DOC: Recommended best practices for passing around a random bit generator
See original GitHub issueIf I develop a module that uses random numbers from numpy.random, and follow the recommendation to use numpy.random.default_rng() to create a generator, e.g. in the module’s initialization code, then every time the module is freshly imported I get a new sequence of random numbers.
Now it is often useful, for example for running exactly the same simulation several times, to initialize the generator to a specific state, and this creation function provides that possibility. I can do that for testing purposes during development, but in the final version I would of course use the form in which “fresh entropy” is used.
Now, if someone else were to use my module, and they want exactly the same behavior on multiple runs, e.g. for testing their code which builds on mine, they would not have the possibility to enforce that for my module short of editing my code. I think it would be better to offer such a user an API, such that in normal use a “fresh entropy” generator is created, but it is also possible to set a specific one.

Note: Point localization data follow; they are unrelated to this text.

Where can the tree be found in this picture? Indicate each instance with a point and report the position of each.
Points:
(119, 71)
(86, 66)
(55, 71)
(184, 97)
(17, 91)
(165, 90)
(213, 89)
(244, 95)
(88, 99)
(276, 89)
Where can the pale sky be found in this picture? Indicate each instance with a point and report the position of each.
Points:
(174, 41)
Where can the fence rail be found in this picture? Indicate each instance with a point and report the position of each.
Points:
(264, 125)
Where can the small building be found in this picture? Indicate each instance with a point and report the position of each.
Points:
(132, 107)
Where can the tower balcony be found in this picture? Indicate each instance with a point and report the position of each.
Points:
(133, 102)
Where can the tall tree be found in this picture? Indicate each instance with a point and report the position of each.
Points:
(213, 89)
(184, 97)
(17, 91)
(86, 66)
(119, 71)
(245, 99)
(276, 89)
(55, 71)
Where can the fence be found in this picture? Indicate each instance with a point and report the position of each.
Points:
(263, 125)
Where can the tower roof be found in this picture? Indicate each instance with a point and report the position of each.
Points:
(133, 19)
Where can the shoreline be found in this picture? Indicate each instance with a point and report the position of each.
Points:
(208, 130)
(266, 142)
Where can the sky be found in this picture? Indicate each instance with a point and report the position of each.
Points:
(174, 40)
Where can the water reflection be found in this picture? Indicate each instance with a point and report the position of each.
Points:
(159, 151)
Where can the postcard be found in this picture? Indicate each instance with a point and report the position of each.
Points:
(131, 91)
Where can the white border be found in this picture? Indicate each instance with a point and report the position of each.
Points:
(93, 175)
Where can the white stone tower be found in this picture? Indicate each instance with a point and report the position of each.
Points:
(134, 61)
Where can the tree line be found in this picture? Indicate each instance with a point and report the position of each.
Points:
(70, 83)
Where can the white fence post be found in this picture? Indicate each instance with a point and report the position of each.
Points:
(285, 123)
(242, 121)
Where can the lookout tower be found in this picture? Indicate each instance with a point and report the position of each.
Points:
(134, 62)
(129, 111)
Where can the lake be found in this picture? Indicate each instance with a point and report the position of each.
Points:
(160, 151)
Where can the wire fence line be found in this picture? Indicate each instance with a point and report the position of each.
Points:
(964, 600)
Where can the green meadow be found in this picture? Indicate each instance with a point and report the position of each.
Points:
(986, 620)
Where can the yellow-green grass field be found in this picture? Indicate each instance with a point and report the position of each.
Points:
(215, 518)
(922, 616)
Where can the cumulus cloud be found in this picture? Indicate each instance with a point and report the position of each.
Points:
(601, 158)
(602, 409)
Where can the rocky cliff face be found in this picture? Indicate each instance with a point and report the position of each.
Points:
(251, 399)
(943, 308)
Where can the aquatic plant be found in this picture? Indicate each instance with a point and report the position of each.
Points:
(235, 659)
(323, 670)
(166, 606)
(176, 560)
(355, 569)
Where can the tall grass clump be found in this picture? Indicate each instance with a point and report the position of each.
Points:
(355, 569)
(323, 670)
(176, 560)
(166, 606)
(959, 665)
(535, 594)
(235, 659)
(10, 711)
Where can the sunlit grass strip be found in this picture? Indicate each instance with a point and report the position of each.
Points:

I believe that is what “passing around a generator” refers to in NEP 19.
Finally my question: Is there a recommended way to provide such an API? One possibility would have to have a consistently named module-global variable (e.g. __rng__), which could be read to use the same generator elsewhere, or set to force the module using another one.
I understand the concerns that lead to avoid having a “default global instance”. But the drawback is what I described above: for a program consisting of different pieces all using numpy.random, but from different authors, it is not easily possible to enforce a specific RNG generator seed.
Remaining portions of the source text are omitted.